Nevertheless, Alice is only an experimentally registered prototype, not a fully certified production aircraft. Eviation has to run it through a rigorous flight test regime, get the commuter aircraft certified under the Federal Aviation Administration's Part 23, and ship it to its customers such as DHL or Cape Air. According to Davis, the company hopes to make its first deliveries in 2027.

If the FAA certifies Alice to carry passengers, it could become the first all-electric commercial airplane, The Seattle Times reported.

Eviation also awaits further battery technology advancements to make the design commercially viable. Currently, it is powered by 21,500 small Tesla-style battery cells.

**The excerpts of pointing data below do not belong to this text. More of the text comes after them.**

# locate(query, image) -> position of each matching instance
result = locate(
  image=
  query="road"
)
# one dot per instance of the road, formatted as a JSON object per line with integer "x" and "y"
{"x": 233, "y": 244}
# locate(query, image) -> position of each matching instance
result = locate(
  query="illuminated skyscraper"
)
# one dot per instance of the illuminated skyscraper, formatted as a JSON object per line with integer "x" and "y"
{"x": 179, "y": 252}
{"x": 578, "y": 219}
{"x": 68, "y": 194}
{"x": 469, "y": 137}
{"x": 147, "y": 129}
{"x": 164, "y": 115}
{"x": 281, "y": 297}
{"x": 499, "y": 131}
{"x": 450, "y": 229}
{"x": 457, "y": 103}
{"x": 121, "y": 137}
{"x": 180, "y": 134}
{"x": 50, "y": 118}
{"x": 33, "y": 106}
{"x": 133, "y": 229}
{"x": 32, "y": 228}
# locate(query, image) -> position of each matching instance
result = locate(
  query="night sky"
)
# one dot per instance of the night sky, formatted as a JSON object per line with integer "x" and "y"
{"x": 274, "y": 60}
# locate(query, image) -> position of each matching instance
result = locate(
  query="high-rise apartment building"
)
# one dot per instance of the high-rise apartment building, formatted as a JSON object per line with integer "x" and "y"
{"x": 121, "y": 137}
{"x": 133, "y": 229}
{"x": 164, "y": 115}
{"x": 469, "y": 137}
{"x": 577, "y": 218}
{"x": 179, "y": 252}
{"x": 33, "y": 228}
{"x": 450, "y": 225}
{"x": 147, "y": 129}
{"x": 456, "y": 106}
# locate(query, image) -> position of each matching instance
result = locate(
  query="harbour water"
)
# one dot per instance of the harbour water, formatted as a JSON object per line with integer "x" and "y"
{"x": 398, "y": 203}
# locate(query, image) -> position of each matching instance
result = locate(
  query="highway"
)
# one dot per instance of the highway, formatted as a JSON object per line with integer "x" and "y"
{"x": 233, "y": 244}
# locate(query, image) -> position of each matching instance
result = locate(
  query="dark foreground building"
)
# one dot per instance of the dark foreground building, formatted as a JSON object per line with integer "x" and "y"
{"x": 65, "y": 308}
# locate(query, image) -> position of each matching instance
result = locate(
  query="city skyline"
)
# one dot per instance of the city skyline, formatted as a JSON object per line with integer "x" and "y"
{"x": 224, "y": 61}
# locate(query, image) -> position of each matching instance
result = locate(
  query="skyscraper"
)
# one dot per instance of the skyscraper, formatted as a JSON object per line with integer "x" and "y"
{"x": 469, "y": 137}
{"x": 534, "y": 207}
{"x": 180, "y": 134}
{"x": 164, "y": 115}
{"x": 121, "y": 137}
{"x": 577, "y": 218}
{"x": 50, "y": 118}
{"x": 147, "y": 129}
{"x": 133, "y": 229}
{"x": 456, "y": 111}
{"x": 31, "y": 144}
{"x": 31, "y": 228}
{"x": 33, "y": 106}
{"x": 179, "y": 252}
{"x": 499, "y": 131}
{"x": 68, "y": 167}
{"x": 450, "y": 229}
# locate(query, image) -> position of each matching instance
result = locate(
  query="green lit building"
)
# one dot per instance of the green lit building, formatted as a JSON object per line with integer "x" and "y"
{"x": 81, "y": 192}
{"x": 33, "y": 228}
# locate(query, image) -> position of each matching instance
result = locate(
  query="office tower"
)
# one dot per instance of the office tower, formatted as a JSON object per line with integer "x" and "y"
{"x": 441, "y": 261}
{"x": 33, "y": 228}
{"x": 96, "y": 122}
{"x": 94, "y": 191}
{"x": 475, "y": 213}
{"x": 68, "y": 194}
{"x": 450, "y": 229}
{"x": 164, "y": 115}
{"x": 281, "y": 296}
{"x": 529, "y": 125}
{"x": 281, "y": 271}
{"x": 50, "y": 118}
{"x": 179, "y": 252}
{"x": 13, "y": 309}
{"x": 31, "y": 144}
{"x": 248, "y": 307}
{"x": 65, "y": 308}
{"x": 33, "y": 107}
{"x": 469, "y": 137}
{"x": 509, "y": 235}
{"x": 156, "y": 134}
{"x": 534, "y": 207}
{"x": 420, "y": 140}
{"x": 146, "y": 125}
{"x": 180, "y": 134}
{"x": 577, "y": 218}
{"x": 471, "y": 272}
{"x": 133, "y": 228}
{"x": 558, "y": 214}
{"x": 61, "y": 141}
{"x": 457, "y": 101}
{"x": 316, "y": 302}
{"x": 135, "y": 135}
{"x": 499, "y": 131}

"The biggest tech challenge that Eviation has to overcome is the development of the batteries—that couldn’t be more clear,” Davis said. "It’s looking at the evolution of the chemistry and the physics around those batteries. Of course, we are able to control how we integrate them, and how we optimize them from a design perspective for the aircraft, but we really do need the industry to boost the energy density."

Undoubtedly, Alice is a huge leap forward in electrical aircraft. It ushers in an era of sustainable aviation and marks a turning point in our journey to achieve net-zero emissions by 2050.